In present case, the clinical presentation was similar to pulmonary tuberculosis or lung cancer. Radiologically, the presentation was similar to lung cancer. There was central mass on left side near the hilum with compression of the left main stem bronchus. There was no involvement of mediastinal lymph nodes. On bronchoscopy examination, there was presence of intraluminal mass which was friable and highly vascular in nature. So, the intrabronchial mass was mimicking as lung cancer. Haemoptysis in present case can be explained due to the tumour invasion in the bronchus. The present case had isolated lung lesion with less clear boundaries which makes it difficult to differentiate from lung cancer. Only on histopathological examination the diagnosis of EMP was confirmed. In order to differentiate solitary EMP from multiple myeloma, bone marrow examination is required and in present case the bone marrow examination was normal. Unlike multiple myeloma, EMPs does not have serum M protein or Bence Jones light chains in the urine.

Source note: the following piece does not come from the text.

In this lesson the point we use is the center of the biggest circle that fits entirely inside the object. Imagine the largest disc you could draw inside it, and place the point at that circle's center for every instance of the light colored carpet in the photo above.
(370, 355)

The clinical staging of primary pulmonary plasmacytoma is generally based on the Wilshaw method, divided into three stages as follows: Stage I: the tumour is confined to the primary site; Stage II: the tumour has invaded local lymph nodes; Stage III: there are obvious widespread metastases [3]. Therefore, in the present case, the clinical staging should be classified as Stage I disease.

There are no standard guidelines for the management of EMP. Primary pulmonary plasmacytoma consisting of a solitary lesion is usually treated by either surgical resection alone or resection followed by radiation therapy [4]. Various treatment strategies adopted in the past include radiotherapy, surgical resection of tumour, chemotherapy or combination of these modalities [5]. In a review of 19 cases of pulmonary plasmacytoma by Joseph G et al., has shown equal efficacy of radiotherapy and surgery as a treatment modality of these tumour [6]. In present case the patient was unwilling to undergo any treatment modality. Survival rate of pulmonary plasmacytoma is poorer as compare to head and neck plasmacytoma. Koss MN et al., reported a 2 and 5 years survival of 66% and 40%, respectively among 19 pulmonary plasmacytoma patients [7].

Conclusion

We present a case of EMP with an intrabronchial lesion without any mediastinal lymph nodes involvement and no systemic manifestations, which after reviewing literature is an extremely rare clinical manifestation of EMP.